Pour une démocratie socialiste autogestionnaire

Les libertés politiques et l’égalité des droits constituent un progrès historique.

Le pluripartisme et la libre confrontation des programmes sont nécessaires pour résoudre les contradictions sociales et  les conflits d’intérêts qui n’ont pas disparu.

Le  pluripartisme politique, et la distinction entre partis, syndicats et État exigent une codification institutionnelle (une Constitution) des conditions de fonctionnement, d’expression, et de participation à l’exercice du pouvoir. À la lumière de l’expérience historique, l’indépendance des syndicats et des mouvements sociaux envers l’État et les partis, la liberté de la presse, la liberté en art, l’autonomie de la justice, la garantie du pluripartisme, le droit à l’autodétermination des nationalités constituent autant de principes fondamentaux. Il en va de même des garanties des droits individuels vis-à-vis des pouvoirs publics et des différentes institutions.

 

 

Un système d’assemblées élues

L’égalité des droits et le suffrage universel sont des éléments clés de toute démocratie. Toutefois, une démocratie socialiste autogestionnaire devramultiplier les formes d’organisation en vue de gérer démocratiquement l’ensemble des aspects de la vie sociale et économique. Il serait vain de vouloir décrire d’avance en détail les multiples formes d’organisation qui peuvent naître de la lutte et de l’expérience. Personne n’avait imaginé la Commune de Paris avant qu’elle naisse de l’imagination collective.

Dans ses fondements, cette démocratie vise à représenter réellement les citoyens et les producteurs, selon le principe  « un homme/une femme égale une voix », à travers un système d’assemblées élues à la proportionnelle, au niveau central comme local, et sur les lieux de travail.
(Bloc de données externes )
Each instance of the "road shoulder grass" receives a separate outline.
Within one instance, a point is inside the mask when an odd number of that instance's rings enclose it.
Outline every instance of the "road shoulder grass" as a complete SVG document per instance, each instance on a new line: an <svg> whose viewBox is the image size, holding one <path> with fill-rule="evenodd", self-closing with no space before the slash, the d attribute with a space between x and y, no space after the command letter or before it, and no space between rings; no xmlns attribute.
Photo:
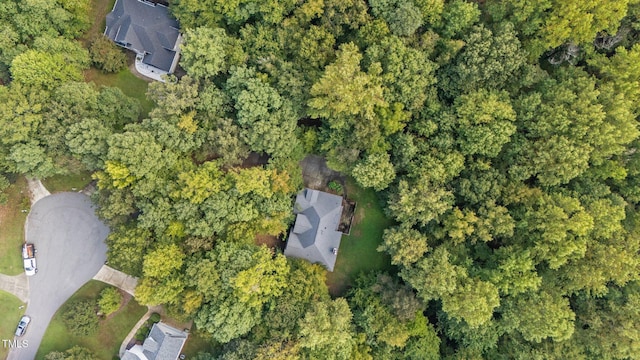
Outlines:
<svg viewBox="0 0 640 360"><path fill-rule="evenodd" d="M13 339L13 333L22 314L24 303L8 292L0 290L0 339ZM5 359L8 354L9 349L0 346L0 359Z"/></svg>
<svg viewBox="0 0 640 360"><path fill-rule="evenodd" d="M24 222L29 209L29 189L23 176L5 190L7 203L0 205L0 273L18 275L23 271L21 248L24 242Z"/></svg>
<svg viewBox="0 0 640 360"><path fill-rule="evenodd" d="M53 316L51 323L49 323L36 359L42 360L52 351L65 351L75 345L91 350L96 359L111 360L118 355L120 344L122 344L124 338L147 312L145 306L138 304L130 296L125 298L126 304L117 312L109 315L106 319L100 320L98 331L95 334L75 336L69 333L62 321L62 314L69 304L77 300L97 300L100 291L107 287L109 285L103 282L91 280L60 307Z"/></svg>

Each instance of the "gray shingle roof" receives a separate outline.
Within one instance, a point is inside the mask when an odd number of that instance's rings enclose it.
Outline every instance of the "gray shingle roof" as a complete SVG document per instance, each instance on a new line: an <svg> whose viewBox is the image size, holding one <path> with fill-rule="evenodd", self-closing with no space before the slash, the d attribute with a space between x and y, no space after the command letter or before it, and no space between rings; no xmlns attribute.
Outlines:
<svg viewBox="0 0 640 360"><path fill-rule="evenodd" d="M337 231L342 215L342 197L304 189L296 196L296 223L289 233L284 254L320 263L333 271L342 233Z"/></svg>
<svg viewBox="0 0 640 360"><path fill-rule="evenodd" d="M127 350L123 360L176 360L189 335L159 322L151 327L142 346Z"/></svg>
<svg viewBox="0 0 640 360"><path fill-rule="evenodd" d="M143 63L173 72L179 53L178 22L169 9L139 0L116 0L104 34L117 44L146 54Z"/></svg>

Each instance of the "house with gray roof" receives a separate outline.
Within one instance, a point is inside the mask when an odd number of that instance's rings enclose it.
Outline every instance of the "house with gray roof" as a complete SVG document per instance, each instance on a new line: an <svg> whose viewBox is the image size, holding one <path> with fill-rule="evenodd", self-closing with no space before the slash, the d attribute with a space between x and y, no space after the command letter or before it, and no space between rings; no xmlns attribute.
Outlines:
<svg viewBox="0 0 640 360"><path fill-rule="evenodd" d="M296 196L293 208L296 222L289 233L284 254L324 265L333 271L342 233L342 197L304 189Z"/></svg>
<svg viewBox="0 0 640 360"><path fill-rule="evenodd" d="M143 75L171 74L180 56L180 26L161 4L142 0L116 0L107 15L105 36L136 52L136 69Z"/></svg>
<svg viewBox="0 0 640 360"><path fill-rule="evenodd" d="M184 331L163 322L153 324L149 336L142 345L134 345L127 350L122 360L176 360L187 341Z"/></svg>

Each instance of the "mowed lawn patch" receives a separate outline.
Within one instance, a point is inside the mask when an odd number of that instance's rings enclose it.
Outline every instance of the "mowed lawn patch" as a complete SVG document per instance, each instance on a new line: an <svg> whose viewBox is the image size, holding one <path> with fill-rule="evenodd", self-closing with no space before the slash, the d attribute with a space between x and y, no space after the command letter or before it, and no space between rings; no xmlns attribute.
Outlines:
<svg viewBox="0 0 640 360"><path fill-rule="evenodd" d="M353 179L347 181L347 196L356 201L351 235L343 235L333 272L327 272L327 286L333 296L342 296L361 272L391 270L391 258L376 250L382 242L382 232L393 224L382 211L373 189L359 187Z"/></svg>
<svg viewBox="0 0 640 360"><path fill-rule="evenodd" d="M125 95L138 99L140 106L142 106L141 119L145 118L153 109L153 101L147 99L146 95L149 83L137 78L128 68L115 74L104 74L98 69L91 68L84 72L84 80L98 86L120 88Z"/></svg>
<svg viewBox="0 0 640 360"><path fill-rule="evenodd" d="M91 27L80 38L80 41L87 49L93 39L104 34L107 14L111 12L115 3L116 0L91 0L89 4L89 21L91 22Z"/></svg>
<svg viewBox="0 0 640 360"><path fill-rule="evenodd" d="M13 340L13 334L20 317L24 314L22 301L17 297L0 290L0 339ZM27 328L27 331L29 329ZM0 359L9 354L9 348L0 345Z"/></svg>
<svg viewBox="0 0 640 360"><path fill-rule="evenodd" d="M91 173L81 171L74 174L56 175L42 180L50 193L62 191L80 191L91 182Z"/></svg>
<svg viewBox="0 0 640 360"><path fill-rule="evenodd" d="M133 326L147 312L147 308L129 298L120 310L100 320L98 331L89 336L76 336L69 332L62 314L68 304L77 300L98 299L100 291L109 287L100 281L91 280L78 290L53 316L44 334L36 359L41 360L52 351L65 351L75 345L85 347L96 356L96 359L111 360L118 355L120 345Z"/></svg>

Une démocratie socialiste autogestionnaire devrait aussi lutter contre « les dangers professionnels » du pouvoir en développant des formes de responsabilité et de révocabilité des élus par leurs mandants, en interdisant le cumul des mandats électifs, en limitant leur renouvellement et en plafonnant le salaire des élus au niveau d’un salarié qualifié. Elle devrait promouvoir une réelle égalité politique entre individus, en particulier entre hommes et femmes. Elle devrait développer les formes de contrôle des mouvements populaires sur les assemblées, à travers des comités de quartier, des assemblées de citoyens, et le recours possible aux référendums d’initiative populaire.

 

La socialisation du pouvoir contre l’étatisation de la société

La démocratie socialiste autogestionnaire met donc l’accent non sur l’étatisation de la société, mais sur la socialisation du pouvoir. Elle articule aux assemblées représentatives une démocratie sociale et économique. Elle ne peut être décrétée par en haut mais relève d’un processus historique qui dépend notamment d’une transformation radicale de la division sociale du travail. La réduction du temps de travail, l’existence de réseaux modernes de communication directe peuvent favoriser l’intervention permanente des intéressés, permettre de réduire les délégations de pouvoir et l’autonomie de l’État.